ICO image files can contain any number of entries (BMP or PNG images). This is a problem for us, because we need to pick one of those entries to display. Luckily, it's pretty obvious which one to pick in most cases. Most ICO files have exactly one entry with the greatest size and greatest number of bits per pixel, ergo, the best quality.

Unfortunately, there isn't always one best entry. There might be multiple entries with the same size, same bpp, and even same number of bytes on disk. So. Which one would you pick?

Since there is no obvious way to pick one entry out of multiple equally good ones, programs do it differently. From my testing, they behave as follows:

  1. Some pick the entry that appears first in the list of entries. Those are Chrome and MS Paint.
  2. Some pick the entry that appears last in the list of entries. Those are Firefox and Windows Photo Viewer.
  3. Windows explorer will pick the one that appears last in the list. Unless it needs wants to display a 16x16 icon, then it will display the one that appears first in the list.

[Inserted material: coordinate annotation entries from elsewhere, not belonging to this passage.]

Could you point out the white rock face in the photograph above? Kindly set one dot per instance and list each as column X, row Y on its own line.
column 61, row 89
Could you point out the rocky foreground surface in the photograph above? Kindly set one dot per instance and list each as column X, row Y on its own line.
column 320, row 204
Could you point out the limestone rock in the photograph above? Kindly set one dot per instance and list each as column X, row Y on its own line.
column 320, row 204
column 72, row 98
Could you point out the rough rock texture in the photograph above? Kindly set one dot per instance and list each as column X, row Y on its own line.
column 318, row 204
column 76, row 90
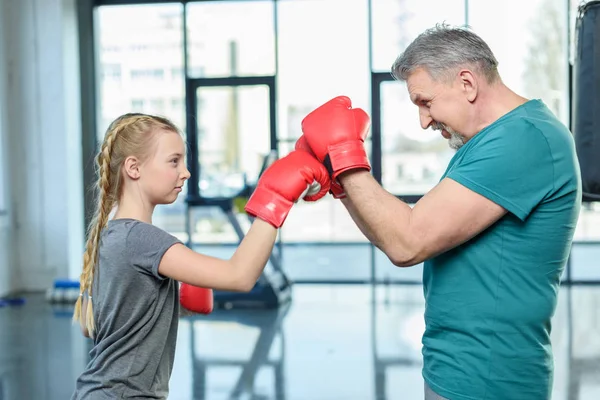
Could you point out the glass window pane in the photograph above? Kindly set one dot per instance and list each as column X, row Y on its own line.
column 413, row 160
column 530, row 45
column 233, row 137
column 321, row 55
column 395, row 23
column 3, row 168
column 140, row 62
column 231, row 38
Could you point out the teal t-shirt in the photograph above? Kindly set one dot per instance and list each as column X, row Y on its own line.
column 489, row 302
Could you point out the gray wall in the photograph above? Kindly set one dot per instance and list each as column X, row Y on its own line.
column 41, row 236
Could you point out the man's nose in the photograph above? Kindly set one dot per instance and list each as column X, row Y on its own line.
column 186, row 173
column 425, row 119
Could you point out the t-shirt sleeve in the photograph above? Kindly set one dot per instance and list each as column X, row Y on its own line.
column 146, row 245
column 512, row 167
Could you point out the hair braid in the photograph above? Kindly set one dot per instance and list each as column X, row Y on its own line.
column 105, row 204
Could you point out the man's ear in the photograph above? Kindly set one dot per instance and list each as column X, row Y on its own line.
column 132, row 167
column 468, row 84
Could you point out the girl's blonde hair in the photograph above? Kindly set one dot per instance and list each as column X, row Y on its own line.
column 128, row 135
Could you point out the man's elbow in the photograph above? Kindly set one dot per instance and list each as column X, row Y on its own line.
column 404, row 261
column 85, row 332
column 405, row 257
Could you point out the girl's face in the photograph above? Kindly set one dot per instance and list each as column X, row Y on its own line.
column 162, row 176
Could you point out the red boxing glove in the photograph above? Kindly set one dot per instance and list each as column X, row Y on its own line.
column 196, row 299
column 336, row 189
column 297, row 175
column 336, row 134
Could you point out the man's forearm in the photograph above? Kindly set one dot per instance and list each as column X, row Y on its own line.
column 383, row 219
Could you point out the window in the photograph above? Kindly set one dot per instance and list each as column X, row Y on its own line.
column 231, row 38
column 395, row 23
column 530, row 46
column 144, row 43
column 3, row 168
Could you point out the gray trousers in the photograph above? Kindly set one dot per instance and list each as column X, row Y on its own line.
column 431, row 395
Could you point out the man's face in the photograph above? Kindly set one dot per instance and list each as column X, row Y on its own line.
column 441, row 106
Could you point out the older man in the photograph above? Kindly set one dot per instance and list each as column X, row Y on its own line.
column 496, row 231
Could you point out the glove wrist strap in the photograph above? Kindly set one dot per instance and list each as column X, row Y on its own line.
column 346, row 156
column 269, row 206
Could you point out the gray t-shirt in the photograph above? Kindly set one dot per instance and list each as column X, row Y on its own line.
column 136, row 311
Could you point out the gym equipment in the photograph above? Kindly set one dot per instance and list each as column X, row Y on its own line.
column 273, row 287
column 11, row 301
column 586, row 97
column 64, row 291
column 269, row 322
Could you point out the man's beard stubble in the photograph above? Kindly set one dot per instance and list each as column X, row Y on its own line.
column 456, row 140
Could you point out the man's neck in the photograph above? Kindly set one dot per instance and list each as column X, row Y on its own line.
column 496, row 102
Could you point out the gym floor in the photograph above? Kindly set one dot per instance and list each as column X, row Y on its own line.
column 340, row 342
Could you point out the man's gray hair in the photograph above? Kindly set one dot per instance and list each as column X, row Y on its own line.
column 441, row 50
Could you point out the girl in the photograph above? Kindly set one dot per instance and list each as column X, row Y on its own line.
column 129, row 301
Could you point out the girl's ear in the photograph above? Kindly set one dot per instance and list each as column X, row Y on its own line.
column 132, row 167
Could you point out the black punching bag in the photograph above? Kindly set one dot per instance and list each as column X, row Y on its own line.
column 586, row 97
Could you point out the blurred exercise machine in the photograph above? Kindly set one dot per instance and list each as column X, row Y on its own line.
column 273, row 287
column 586, row 97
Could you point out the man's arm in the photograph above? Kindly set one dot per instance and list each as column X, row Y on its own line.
column 447, row 216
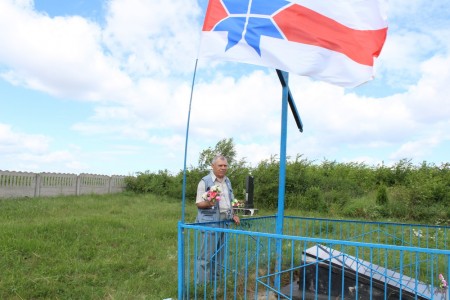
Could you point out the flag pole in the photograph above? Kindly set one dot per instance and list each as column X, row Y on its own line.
column 284, row 76
column 183, row 197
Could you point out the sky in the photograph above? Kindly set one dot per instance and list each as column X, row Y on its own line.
column 104, row 87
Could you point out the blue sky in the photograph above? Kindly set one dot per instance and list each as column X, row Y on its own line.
column 90, row 86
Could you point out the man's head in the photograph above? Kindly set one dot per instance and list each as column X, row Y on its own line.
column 219, row 165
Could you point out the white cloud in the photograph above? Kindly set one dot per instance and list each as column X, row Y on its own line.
column 160, row 40
column 138, row 70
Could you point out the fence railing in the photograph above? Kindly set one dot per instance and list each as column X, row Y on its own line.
column 28, row 184
column 313, row 259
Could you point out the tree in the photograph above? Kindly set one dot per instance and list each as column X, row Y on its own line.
column 224, row 147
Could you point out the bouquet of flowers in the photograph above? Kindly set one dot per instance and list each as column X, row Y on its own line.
column 237, row 203
column 442, row 284
column 212, row 194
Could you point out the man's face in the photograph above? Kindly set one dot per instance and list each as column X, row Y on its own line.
column 220, row 168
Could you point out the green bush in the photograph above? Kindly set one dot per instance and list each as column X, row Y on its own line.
column 382, row 198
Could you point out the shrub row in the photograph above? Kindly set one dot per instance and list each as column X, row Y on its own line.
column 403, row 191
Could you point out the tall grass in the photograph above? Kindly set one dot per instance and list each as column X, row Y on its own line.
column 121, row 246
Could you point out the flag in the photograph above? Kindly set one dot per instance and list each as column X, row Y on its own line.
column 334, row 41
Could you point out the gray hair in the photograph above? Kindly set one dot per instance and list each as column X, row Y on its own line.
column 217, row 157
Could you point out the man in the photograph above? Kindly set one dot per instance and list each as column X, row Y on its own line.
column 210, row 258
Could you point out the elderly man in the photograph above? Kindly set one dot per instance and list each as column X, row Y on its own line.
column 213, row 207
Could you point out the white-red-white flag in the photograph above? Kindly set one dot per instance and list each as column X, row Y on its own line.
column 334, row 41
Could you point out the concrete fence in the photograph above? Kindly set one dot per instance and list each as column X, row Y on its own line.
column 27, row 184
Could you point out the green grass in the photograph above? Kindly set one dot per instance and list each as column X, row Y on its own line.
column 120, row 246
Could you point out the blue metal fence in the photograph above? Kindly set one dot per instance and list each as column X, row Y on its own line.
column 312, row 259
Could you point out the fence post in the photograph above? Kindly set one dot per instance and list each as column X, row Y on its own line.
column 109, row 184
column 77, row 185
column 37, row 185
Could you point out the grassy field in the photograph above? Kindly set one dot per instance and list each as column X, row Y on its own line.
column 90, row 247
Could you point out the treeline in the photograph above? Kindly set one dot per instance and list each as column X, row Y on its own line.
column 402, row 192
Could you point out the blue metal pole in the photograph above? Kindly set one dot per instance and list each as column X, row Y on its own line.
column 180, row 261
column 282, row 172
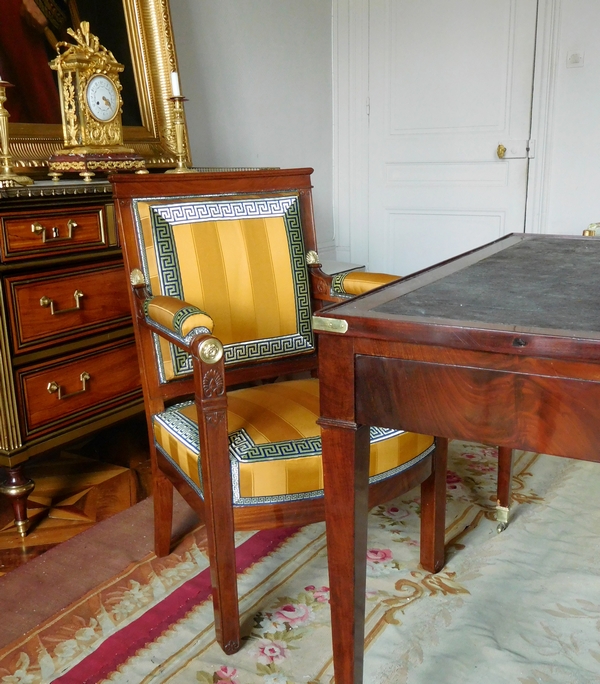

And then there's this crate. Our ICO decoder will pick the best entry that appears first in the list, unless the very last entry of the list is one of the best entries.

So I changed the behavior of our decoder to always pick the one that appears first in the list of entries to be consistent with MS Paint. And Chrome, I guess. Again, there is no real right way to do this, but I would say that what we did before was definitely wrong, even if it arguably is a degenerate case.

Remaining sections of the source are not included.